The toll has risen to 234 dead in a landslide in Colombia caused by the overflowing of three rivers swollen by torrential rain, the Colombian Red Cross said yesterday.
Hardest-hit was the southwestern town of Mocoa, in the Amazon rainforest basin, which was struck late on Friday night by a sudden surge of mud and water that swept away homes, bridges, vehicles and trees, leaving piles of wrecked timber buried in thick mud.
At least 202 people were injured, more than 100 people missing, 300 families affected and 25 homes destroyed, the Red Cross said, citing information from rescue workers.
Photo: AFP
Rescuers yesterday clawed through piles of mud and twisted debris in the search for survivors.
The mudslides had followed after days of torrential rain in the town of 40,000.
Colombian President Juan Manuel Santos was yesterday scheduled to return to the town, the capital of Putumayo department, with Cabinet ministers to supervise rescue efforts in the heavily forested region.
Santos on Saturday met with rescuers and survivors in Mocoa, and declared a public health and safety emergency to speed up rescue and aid operations.
“Dear God, I don’t want to even remember that,” street vendor Marta Ceballos said. “To see how some people screamed, and others cried, ran, tried to flee in cars, on motorcycles, and how they were trapped in the mud.

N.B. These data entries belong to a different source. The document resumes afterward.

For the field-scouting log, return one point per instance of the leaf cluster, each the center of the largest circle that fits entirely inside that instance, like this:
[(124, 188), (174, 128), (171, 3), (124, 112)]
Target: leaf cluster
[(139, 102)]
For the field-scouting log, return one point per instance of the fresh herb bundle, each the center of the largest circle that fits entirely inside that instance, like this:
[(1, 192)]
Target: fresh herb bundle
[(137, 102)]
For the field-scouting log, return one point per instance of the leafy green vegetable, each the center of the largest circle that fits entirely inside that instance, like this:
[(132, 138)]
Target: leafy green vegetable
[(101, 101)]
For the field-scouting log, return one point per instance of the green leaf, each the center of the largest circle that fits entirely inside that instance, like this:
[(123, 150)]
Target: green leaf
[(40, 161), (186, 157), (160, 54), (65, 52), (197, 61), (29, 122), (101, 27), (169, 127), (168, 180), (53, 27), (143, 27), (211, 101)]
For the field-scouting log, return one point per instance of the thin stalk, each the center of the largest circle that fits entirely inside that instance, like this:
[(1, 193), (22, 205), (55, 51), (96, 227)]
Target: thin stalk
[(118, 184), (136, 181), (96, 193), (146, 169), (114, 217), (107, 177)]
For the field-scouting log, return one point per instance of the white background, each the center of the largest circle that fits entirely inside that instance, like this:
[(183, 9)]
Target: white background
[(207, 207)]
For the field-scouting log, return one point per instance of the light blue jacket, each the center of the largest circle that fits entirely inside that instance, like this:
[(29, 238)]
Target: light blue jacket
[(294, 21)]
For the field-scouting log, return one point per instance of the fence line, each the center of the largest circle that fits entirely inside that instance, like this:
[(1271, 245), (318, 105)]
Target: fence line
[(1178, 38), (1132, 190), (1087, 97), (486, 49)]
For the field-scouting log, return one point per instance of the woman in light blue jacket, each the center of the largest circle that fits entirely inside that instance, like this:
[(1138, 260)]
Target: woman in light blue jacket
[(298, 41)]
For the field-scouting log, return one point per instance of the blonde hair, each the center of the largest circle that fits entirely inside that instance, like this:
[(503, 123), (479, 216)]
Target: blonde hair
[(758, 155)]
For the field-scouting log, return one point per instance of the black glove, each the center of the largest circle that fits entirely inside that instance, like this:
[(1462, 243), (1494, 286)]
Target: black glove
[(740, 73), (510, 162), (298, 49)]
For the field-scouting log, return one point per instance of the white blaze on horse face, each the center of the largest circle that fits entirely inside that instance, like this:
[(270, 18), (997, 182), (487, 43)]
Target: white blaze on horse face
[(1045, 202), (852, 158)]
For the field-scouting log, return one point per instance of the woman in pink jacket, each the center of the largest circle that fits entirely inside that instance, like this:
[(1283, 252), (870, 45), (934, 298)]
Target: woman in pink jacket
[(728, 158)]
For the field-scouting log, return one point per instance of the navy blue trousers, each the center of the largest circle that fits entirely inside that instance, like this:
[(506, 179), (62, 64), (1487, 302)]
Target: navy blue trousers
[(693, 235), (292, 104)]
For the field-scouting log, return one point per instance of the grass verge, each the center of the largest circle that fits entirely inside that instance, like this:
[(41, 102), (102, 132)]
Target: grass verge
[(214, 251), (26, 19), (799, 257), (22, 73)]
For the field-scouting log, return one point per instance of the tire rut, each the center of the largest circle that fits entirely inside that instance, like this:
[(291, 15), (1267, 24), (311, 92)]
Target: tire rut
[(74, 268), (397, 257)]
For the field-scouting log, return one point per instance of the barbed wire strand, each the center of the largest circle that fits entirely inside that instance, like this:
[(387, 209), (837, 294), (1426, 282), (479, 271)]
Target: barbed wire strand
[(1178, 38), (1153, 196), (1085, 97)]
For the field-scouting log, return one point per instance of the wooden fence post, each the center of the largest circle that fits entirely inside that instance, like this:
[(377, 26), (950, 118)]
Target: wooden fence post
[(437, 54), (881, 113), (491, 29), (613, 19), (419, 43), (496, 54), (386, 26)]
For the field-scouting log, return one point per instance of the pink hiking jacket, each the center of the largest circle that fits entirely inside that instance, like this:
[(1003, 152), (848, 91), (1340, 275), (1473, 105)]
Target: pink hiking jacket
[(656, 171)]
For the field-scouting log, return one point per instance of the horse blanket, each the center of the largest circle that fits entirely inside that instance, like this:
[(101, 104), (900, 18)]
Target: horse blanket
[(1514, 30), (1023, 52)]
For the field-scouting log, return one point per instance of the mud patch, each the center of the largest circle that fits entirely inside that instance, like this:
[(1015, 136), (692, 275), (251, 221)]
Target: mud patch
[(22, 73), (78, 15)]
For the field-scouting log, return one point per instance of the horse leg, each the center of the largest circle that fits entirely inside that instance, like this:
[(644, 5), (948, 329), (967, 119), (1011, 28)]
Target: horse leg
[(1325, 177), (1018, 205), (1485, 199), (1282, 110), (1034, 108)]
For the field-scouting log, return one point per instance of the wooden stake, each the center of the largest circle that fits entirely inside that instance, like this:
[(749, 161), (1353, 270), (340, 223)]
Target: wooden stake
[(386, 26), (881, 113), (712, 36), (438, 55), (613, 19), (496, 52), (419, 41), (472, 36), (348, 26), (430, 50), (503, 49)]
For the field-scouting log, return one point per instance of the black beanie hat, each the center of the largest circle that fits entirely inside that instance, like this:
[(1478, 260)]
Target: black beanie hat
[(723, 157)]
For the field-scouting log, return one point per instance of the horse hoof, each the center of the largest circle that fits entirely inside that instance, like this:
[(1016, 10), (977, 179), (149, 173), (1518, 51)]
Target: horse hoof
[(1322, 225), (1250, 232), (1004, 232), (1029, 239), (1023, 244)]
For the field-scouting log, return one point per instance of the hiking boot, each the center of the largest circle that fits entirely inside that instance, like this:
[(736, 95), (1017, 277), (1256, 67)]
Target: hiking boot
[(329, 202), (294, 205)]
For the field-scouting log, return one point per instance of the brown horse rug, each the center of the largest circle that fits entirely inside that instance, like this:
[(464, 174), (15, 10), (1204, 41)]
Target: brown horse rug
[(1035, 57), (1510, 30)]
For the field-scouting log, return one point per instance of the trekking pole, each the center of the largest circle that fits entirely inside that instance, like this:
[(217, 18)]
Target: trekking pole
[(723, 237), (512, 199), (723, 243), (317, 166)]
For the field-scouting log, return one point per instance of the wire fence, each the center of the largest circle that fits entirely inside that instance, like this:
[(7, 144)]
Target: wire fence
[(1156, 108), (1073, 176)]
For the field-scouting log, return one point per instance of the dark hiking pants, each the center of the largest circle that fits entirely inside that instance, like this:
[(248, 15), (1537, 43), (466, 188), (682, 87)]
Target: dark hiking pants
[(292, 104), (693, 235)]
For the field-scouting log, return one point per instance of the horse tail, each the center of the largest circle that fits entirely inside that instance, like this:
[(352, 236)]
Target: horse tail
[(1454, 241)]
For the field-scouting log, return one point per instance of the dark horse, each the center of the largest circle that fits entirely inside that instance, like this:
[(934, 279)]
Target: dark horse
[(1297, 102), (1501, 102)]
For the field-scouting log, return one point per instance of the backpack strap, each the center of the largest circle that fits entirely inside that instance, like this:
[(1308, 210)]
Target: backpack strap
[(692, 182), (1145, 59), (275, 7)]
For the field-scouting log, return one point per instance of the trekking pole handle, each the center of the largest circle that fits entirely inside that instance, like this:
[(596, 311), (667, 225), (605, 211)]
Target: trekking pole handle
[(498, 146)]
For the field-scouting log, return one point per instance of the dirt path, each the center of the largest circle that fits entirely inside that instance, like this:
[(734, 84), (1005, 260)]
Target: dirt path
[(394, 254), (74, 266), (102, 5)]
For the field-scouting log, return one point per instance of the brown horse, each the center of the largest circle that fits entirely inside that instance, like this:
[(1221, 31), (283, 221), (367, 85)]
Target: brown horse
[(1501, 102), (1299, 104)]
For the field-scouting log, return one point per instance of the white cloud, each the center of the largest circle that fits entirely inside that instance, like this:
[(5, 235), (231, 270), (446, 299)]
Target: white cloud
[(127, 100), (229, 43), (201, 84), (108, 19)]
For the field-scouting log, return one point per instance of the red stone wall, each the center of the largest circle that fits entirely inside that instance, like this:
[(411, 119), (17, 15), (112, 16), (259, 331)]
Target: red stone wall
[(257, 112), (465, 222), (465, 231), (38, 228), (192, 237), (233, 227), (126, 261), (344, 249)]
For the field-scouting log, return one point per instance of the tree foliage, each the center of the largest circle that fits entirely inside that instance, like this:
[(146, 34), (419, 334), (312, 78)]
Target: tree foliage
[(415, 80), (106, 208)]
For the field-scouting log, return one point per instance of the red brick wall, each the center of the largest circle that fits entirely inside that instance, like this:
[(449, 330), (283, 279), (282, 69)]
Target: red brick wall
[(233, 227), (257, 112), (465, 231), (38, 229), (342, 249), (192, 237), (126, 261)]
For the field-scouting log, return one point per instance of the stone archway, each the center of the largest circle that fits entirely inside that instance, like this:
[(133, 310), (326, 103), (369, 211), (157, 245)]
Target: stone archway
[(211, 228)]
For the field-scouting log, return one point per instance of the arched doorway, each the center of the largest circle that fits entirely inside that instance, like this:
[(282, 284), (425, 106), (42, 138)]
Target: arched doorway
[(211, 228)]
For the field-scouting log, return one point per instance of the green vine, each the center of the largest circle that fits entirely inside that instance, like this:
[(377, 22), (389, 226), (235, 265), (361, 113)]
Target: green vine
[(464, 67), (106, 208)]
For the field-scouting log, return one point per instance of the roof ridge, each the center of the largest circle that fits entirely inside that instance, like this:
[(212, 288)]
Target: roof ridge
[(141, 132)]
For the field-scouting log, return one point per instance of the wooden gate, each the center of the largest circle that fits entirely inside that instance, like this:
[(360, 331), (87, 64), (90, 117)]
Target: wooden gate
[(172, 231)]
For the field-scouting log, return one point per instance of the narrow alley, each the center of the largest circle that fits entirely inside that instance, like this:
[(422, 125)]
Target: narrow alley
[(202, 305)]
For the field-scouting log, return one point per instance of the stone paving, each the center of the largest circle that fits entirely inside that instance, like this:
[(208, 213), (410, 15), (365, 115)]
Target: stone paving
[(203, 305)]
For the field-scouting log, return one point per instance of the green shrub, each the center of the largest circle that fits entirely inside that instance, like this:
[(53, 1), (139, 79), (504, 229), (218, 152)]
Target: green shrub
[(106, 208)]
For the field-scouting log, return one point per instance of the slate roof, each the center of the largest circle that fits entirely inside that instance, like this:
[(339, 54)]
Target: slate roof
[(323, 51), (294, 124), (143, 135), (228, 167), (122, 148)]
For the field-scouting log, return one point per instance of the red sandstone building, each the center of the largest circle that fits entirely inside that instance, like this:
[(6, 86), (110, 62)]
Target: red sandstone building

It’s all too, too difficult.”
Ceballos said that she lost all of her material possessions.
“The only things I fortunately did not lose were my husband, my daughters and my nephews,” she said.
Putumayo Governor Sorrel Aroca called the event “an unprecedented tragedy” for the area.
There are “hundreds of families we have not yet found and whole neighborhoods have disappeared,” he told W Radio.
Colombian National Disaster Risk Management Unit director Carlos Ivan Marquez said the mudslides were caused by the rise of the Mocoa River and tributaries.
About 130 millimeters of rain fell on Friday night, Santos said, adding: “That means 30 percent of monthly rainfall fell … precipitating a sudden rise of several rivers.”
“Our prayers are with the victims and those affected,” he said on Twitter.
“There are lots of people in the streets, lots of people displaced and many houses have collapsed,” retired Mocoa resident Hernando Rodriguez, 69, said by telephone.
“People do not know what to do ... there were no preparations” for such a disaster, he said. “We are just starting to realize what has hit us.”